There were certainly more serious issues, some of which are beyond the control of the organizers. The coronavirus pandemic has made advance planning a challenge. The prize money has been cut in half - from $ 14.5 million to $ 7.25 million - largely due to the reduced capacity of the arena. Although Turin had predicted a limit of 75 percent, the Italian authorities eventually opted for 60 percent, which turned away hundreds of fans in a short time. Once inside there were long lines and a dearth of concessions (the sponsors seemed to be doing well).
But theThe enthusiasm was real and audible, even with just over 7600 fans in the stands. This was also true in the historic center of Turin, where traders put tennis rackets in their shop windows and shop windows and the city turned Piazza San Carlo into a tennis village with large video screens and a small tennis court. size. Image Sinner signed autographs for fans in front of the Principi di Piemonte hotel in Turin.
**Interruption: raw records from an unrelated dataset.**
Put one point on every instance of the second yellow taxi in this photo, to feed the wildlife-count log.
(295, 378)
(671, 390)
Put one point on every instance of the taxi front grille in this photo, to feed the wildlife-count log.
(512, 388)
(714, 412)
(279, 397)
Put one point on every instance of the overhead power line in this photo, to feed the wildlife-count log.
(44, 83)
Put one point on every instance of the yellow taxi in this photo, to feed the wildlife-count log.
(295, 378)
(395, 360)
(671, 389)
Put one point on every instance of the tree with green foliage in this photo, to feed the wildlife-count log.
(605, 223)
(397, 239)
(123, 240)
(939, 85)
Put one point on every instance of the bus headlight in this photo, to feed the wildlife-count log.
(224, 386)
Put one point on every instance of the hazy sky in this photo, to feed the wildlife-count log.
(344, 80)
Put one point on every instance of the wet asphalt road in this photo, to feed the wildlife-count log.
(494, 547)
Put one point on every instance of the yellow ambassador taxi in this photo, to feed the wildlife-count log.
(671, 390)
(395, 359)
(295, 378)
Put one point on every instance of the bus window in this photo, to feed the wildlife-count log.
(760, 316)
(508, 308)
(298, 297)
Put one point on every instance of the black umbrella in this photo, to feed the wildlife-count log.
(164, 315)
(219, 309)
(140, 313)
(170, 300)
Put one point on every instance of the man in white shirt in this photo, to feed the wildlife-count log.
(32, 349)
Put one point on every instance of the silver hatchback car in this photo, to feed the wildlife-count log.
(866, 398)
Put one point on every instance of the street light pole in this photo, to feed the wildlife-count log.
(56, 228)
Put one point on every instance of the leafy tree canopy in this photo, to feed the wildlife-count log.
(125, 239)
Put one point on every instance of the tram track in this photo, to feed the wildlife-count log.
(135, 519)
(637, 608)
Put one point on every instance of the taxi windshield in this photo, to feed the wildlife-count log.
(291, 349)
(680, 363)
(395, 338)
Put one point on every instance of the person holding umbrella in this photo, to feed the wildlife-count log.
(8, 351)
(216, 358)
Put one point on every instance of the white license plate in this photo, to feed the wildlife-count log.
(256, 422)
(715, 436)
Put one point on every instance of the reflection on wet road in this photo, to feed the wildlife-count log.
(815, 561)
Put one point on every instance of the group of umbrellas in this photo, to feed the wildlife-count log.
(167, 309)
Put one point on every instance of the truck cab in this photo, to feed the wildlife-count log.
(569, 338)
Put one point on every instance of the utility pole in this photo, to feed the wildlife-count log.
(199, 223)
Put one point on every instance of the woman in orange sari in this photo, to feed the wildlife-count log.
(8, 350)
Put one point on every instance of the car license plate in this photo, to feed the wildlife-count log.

Credit ... Jessica Pasqualon / EPA, via Shutterstock
Is it better to take an event like the ATP Finals to a city in the world where it will be at most a side show or to bring it to a more modest place like Turin where it can and probably will be dominant?
Option # 2 has its charms.
" The idea of Turin was that the city would really embrace the event, and we would have done even more if it hadn't been for Covid, "said Andrea Gaudenzi, president of the ATP Tour. "Overall I think there are a few things that we need to improve, especially in the fan experience outside of the arena when you come without the company ticket. But overall I'm personally happy with the field experience. "
The potential downside is that you create waves in a small pond instead of ripples in a larger uncharted waters that could help develop the game in the long run. As the Big Three near the end of their careers, men's tennis is surely on the verge of experience a lull.
But after all the empty stages of the pandemic, the buzz is an even greater virtue, and Italy is buzzing around tennis and rightly so. When Turin and the Italian Tennis Federation started pushing for the ATP Finals in 2018, Sinner and Matteo Berrettini had yet to break through (and Gaudenzi, a former Italian star, was not yet became ATP President).
It turned out that 25-year-old Berrettini, a Wimbledon finalist this year, qualified directly for Turin and when he had to forfeit after a game with an abdominal injury, Sinner was ready to step in as a substitute. The atmosphere when he played was the best of the week.
"We could never have imagined that two Italian players would participate in the f first ATP finals in Turin ”, declared Angelo Binaghi, President of the Federation Italian tennis.
This is quite a bonus, and considering the youth and youth of Sinner and Berrettini. talent, this may not be a one-time bonus.